# DAT257x: Reinforcement Learning Explained

## Lab 4: Dynamic Programming

### Exercise 4.3 Policy Iteration

Policy Iteration calculates the optimal policy for an MDP, given its full definition.  The full definition of an MDP is the set of states, the set of available actions for each state, the set of rewards, the discount factor, and the state/reward transition function.

In [2]:
import test_dp               # required for testing and grading your code
import gridworld_mdp as gw   # defines the MDP for a 4x4 gridworld

**Implement the algorithm for Policy Iteration**.  Policy Iteration calculates the optimal policy for an MDP by doing repeated steps of policy evaluation and policy improvement.

A empty function **policy_iteration** is provided below; implement the body of the function to correctly calculate the optimal policy for an MDP.  The function defines 5 parameters - a definition of each parameter is given in the comment block for the function.  For sample parameter values, see the calling code in the cell following the function.

Note that there is a subtle difference between the algorithm for Policy Evaluation, which assumes the policy is stochastic, and the Policy Evaluation step for the Policy Iteration algorithm, which assumes the policy is deterministic.  This means that you cannot directly call your previous code, but you can reuse large pieces of it for the Policy Evaluation step.

In [6]:
def policy_iteration(state_count, gamma, theta, get_available_actions, get_transitions):
    """
    This function computes the optimal value function and policy for the specified MDP, using the Policy Iteration algorithm.
    'state_count' is the total number of states in the MDP. States are represented as 0-relative numbers.
    
    'gamma' is the MDP discount factor for rewards.
    
    'theta' is the small number threshold to signal convergence of the value function (see Iterative Policy Evaluation algorithm).
    
    'get_available_actions' returns a list of the MDP available actions for the specified state parameter.
    
    'get_transitions' is the MDP state / reward transiton function.  It accepts two parameters, state and action, and returns
        a list of tuples, where each tuple is of the form: (next_state, reward, probabiliity).  
    """
    V = state_count*[0]                # init all state value estimates to 0
    pi = state_count*[0]
    
    nA = len(get_available_actions(0))
    
    prob_action = [[1/nA] * nA] * state_count
    
    # 1. init with a policy with first avail action for each state
    for state in range(state_count):
        avail_actions = get_available_actions(state)
        # random initialize the policy 
        pi[state] = avail_actions[0]
        
    
    while True:
        # 2. policy evaluation
        while True:
            delta = 0
            for state in range(1, state_count):
                state_sum = 0
                for action, prob in get_policy(state):
                    trans = get_transitions(state, action)
                    [(next_state, reward, probability)] = trans
                    state_sum += probability * prob * (reward + gamma * V[next_state])

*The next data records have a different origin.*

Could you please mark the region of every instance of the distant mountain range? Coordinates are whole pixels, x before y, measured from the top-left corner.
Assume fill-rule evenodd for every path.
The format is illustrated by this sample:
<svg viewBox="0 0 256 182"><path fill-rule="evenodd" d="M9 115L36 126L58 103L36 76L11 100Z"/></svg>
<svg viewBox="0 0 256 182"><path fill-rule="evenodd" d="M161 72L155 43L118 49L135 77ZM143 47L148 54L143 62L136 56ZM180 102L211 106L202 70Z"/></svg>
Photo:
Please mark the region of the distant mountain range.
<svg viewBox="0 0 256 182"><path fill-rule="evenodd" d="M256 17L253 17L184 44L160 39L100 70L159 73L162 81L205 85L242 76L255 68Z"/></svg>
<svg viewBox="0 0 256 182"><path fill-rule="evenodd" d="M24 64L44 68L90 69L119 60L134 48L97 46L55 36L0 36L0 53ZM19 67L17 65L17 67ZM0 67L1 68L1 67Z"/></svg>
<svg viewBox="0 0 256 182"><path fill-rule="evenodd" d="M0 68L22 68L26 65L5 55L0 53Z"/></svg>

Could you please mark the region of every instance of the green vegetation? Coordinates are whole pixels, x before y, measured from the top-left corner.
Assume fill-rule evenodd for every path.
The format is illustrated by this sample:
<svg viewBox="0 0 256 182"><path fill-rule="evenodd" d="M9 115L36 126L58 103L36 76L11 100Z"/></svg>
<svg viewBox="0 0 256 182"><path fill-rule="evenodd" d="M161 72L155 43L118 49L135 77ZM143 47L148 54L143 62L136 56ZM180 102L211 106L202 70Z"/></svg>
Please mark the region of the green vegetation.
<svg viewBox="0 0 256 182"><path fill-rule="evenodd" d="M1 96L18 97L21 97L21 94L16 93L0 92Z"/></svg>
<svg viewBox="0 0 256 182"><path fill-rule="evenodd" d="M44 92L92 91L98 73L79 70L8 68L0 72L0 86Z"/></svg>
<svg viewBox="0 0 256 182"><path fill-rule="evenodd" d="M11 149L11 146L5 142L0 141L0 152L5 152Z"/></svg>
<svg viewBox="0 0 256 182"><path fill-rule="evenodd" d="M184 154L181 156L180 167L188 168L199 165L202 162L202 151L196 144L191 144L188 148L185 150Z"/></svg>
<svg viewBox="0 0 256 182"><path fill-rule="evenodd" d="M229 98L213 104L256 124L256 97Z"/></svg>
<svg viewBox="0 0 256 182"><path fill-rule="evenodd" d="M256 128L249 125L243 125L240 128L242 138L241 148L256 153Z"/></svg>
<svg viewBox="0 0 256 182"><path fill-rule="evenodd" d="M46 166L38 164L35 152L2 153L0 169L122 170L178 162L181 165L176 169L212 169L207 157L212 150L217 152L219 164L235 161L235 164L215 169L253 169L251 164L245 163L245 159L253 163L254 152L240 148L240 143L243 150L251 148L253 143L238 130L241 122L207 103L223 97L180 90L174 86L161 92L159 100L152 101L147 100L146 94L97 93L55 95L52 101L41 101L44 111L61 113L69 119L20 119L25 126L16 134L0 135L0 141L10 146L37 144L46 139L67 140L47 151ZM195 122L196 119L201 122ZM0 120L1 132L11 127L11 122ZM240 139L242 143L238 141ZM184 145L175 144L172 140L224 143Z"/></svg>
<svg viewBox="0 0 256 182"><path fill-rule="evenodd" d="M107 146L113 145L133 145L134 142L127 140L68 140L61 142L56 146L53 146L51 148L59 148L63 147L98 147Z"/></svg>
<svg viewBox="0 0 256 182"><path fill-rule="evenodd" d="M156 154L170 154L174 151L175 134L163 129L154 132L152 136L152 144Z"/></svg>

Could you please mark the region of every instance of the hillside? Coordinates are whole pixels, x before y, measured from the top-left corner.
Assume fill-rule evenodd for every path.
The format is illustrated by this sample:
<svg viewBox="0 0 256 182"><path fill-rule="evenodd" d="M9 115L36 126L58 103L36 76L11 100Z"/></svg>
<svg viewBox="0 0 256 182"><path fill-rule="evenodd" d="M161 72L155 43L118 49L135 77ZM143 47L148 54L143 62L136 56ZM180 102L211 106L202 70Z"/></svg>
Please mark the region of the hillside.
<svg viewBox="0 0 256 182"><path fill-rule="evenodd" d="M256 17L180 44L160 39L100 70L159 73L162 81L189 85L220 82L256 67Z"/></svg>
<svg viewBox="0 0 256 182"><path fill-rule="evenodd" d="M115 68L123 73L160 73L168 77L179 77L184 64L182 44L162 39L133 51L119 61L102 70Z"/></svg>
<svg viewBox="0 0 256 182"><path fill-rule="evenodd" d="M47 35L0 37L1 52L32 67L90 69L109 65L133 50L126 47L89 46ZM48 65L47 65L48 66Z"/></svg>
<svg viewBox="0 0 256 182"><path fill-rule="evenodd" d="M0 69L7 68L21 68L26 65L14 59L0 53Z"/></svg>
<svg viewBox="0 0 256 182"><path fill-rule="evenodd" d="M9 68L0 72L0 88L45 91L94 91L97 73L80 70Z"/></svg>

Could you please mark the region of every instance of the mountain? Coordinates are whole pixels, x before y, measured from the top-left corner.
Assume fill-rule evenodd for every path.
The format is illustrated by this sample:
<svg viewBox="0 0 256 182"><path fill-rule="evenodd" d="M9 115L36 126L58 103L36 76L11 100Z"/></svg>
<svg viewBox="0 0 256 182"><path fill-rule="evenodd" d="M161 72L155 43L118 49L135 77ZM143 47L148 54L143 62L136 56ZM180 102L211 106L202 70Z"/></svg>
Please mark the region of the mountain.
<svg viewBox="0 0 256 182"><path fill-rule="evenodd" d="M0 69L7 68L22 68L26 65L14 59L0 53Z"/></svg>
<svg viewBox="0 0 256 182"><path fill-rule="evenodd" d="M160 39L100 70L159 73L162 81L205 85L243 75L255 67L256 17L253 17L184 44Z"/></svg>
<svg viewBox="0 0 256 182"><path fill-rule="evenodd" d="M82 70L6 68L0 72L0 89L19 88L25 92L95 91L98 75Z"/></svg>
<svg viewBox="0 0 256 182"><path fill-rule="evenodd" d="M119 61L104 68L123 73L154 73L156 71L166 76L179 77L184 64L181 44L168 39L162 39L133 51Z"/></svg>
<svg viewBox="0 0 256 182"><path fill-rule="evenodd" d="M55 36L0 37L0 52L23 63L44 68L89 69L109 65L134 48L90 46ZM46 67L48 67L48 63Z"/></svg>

                delta = max(delta, abs(state_sum - V[state]))
                # has to be updated out of this forloop
                V[state] = state_sum
            if(delta < theta): break   
            
        # 3. policy improvement  
        policy_stable = True
        for state in range(1, state_count):
            old_action = pi[state]
            for action, prob in get_policy(state):
                trans = get_transitions(state, action)
                [(next_state, reward, probability)] = trans
                state_sum += probability * prob * (reward + gamma * V[next_state])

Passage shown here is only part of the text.